Can Bandsaw Mills Handle Wide Logs?

Most bandsaw mills are limited to 36-inch boards or less — and with wide cuts, waviness is a problem. December 15, 2005

We are slabbing out large logs (45"+) with a Lucas mill with a 60" bar for live-edge furniture slabs, and are hoping to purchase a bandmill soon. Is there a portable mill (or even a small stationary mill) out there that can handle logs over 40" and make flat cuts? I'm wary of pushing a bandmill to its limits and dealing with band drift and broken blades. It looks like most mills can only handle 36", with the maximum cut being well under this. I'm looking at a Hud-Son mill that has a large capacity, but I want to make sure we are not asking too much out of this machine.

Forum Responses
(Sawing and Drying Forum)
From contributor B:
What is the widest cut possible with a standard 1½ inch blade? I'm looking into building a bandmill for breaking down 4-5 foot logs, but I understand that there can be some trouble with wavy sawing, among other. What is the smallest advisable diameter of bandwheel for a 1,3mm band? Speed is not essential, but of course…

From contributor A:
I've been thinking about the Hud-son mill, but likewise had concerns with regard to using a narrow blade for such wide cuts. Contacted Hud-son some time back but had no response. Has anybody seen these wider cutting mills in action?

From the original questioner:
I've been talking to Hud-Son as well. They suggested a 1.5" blade for the wide cuts (with appropriate guides). I'd like to know they work before making the purchase, though.

From contributor M:
Forget a bandsaw mill for wide cuts. The wood will come out very wavy and even worse if you get into a crotch or knots. Why would you want to get into a mill that is going to cause problems for you when you already have an ideal setup for your purpose? The only bandsaw mill that will mill your slabs in a correct manner is a huge commercial mill where the blade costs $700 and is about 6" wide.

From contributor T:
Contributor M is right. You will need a wider band and a greater thickness, which means more kerf. Thicker the band, larger the band wheel diameter (less bending and stress on the band). Getting back to more kerf probably close to your Lucas mill bar attachment.

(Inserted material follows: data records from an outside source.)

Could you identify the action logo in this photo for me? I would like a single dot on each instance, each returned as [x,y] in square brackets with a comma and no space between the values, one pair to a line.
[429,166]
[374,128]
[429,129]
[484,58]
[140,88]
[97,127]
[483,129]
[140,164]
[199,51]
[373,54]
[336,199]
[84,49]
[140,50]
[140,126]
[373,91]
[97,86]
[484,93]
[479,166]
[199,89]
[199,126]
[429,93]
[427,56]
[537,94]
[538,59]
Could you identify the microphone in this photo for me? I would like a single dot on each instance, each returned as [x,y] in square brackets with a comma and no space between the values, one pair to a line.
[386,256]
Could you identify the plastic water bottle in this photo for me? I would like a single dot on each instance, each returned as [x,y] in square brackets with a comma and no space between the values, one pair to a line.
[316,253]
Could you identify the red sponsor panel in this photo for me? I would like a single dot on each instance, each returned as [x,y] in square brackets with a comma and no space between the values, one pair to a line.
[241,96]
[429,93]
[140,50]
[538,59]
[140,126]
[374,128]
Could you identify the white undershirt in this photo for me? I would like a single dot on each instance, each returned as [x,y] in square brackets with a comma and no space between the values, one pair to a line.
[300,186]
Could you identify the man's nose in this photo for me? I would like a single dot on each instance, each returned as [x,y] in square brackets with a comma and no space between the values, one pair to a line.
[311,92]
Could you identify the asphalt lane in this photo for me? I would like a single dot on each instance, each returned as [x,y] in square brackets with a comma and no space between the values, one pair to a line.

I'm sure it's possible to make 40" cuts with a 1 1/2" band. But even if the guides hold the band perfect on the outside of the log, knots can deflect the band on the interior portion of the log. So you made a straight cut down the log, but lay a straight edge across (perpendicular) - you might have lower/ higher places.

From contributor D:
Look up Cutting Edge Sawmills in Langley, British Columbia.